I have spent the best part of 25 years in different roles in Whitehall, and I have never seen iterative policy making quite like this. We are doing it over a seven-year period, in close conjunction with the industry. Today, we have about 4,000 farmers actively testing things for the new schemes. I accept, and indeed embrace, some of the criticisms made in the PAC report about the beginnings of the policy. We will be responding to that report formally next month.
I agree that regular, annual impact assessments are a useful and positive part of the development of these policies. In many ways, I have enjoyed the cut and thrust of this debate. It is important that these policies are not set in stone. We are developing them in conjunction with farmers, as we make progress.
I know this is a time of huge change for farmers, but it has been good to see how many have embraced that change. The Chair of the Select Committee, my hon. Friend the Member for Tiverton and Honiton, wants carrots, and I would gently say that one of the most useful carrots this year has been the extensive take-up of the countryside stewardship scheme. We have seen a 40% increase in applications, including, I should add, from my own farm. We are encouraging farmers to join that scheme as an interim, while we roll out the new scheme.
As a carrot, we have announced a 30% increase in countryside stewardship payment rates, which I hope will act as a bridge to our new schemes. Using the future farming resilience fund, we are supporting farmers through the transition. The fund awards grants to organisations that are trusted in the farming community, to help farmers work through how the policies affect them individually.
Tenant farmers are a vital part of our farming industry. For DEFRA’s agricultural reforms to succeed, tenant farmers must be able to fully engage in these schemes. On Friday, I was pleased to see my Secretary of State announce an independent tenancy working group, chaired by Baroness Rock, who has long been a champion of this sector, and dedicated to looking at ways to ensure our new schemes really work for tenant farmers. In passing, I should say that BPS has not always worked for tenant farmers and may have been one of the reasons why rents have been artificially inflated. We want to ensure these new schemes work.
This is a period of change and it is understandable that there is worry, but there is also great opportunity ahead. One year into a seven-year transition, it is clear that there is much agreement in the House with the principle of the policy. There is also agreement that food and food security are at the heart of everything we do. I look forward to working with Members on both sides of the House and with our 86,000 or so farmers to make sure we get the roll-out of the policy right.
On the substance of what my hon. Friend said, I challenged her in my speech to have an annual report to farmers on food sustainability, not a three-year report, because three years is too long. If we leave it three years, and it takes another three years to rectify the problem, that is six years gone, which is too long.
I welcome the initiatives for tenant farmers. One thing that has come out of this debate is the fragility of farming, particularly in England.
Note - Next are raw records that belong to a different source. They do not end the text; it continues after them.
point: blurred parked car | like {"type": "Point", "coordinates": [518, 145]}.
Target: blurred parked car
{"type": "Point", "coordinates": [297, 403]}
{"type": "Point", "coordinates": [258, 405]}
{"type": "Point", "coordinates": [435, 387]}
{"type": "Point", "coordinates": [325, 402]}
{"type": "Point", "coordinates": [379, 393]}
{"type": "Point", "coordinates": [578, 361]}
I repeat the figure I gave earlier: £22,800 is the average farming profitability in England without subsidy. That means that in some areas a third of the sector does not make any profit at all without subsidy. In some parts of the sector, particularly at the small end, which I define as under 100 acres, the tenant farmers, the small owner-occupier farmers and the hill farmers are extremely vulnerable, and we need to consider them very carefully.
All in all, I have never known such unanimity as in this debate. I hope the Minister takes it back and translates it into real policy so that the farmers really know what they are supposed to be aiming at.
Question put and agreed to.
Resolved,
That this House has considered food production and the Environmental Land Management Scheme.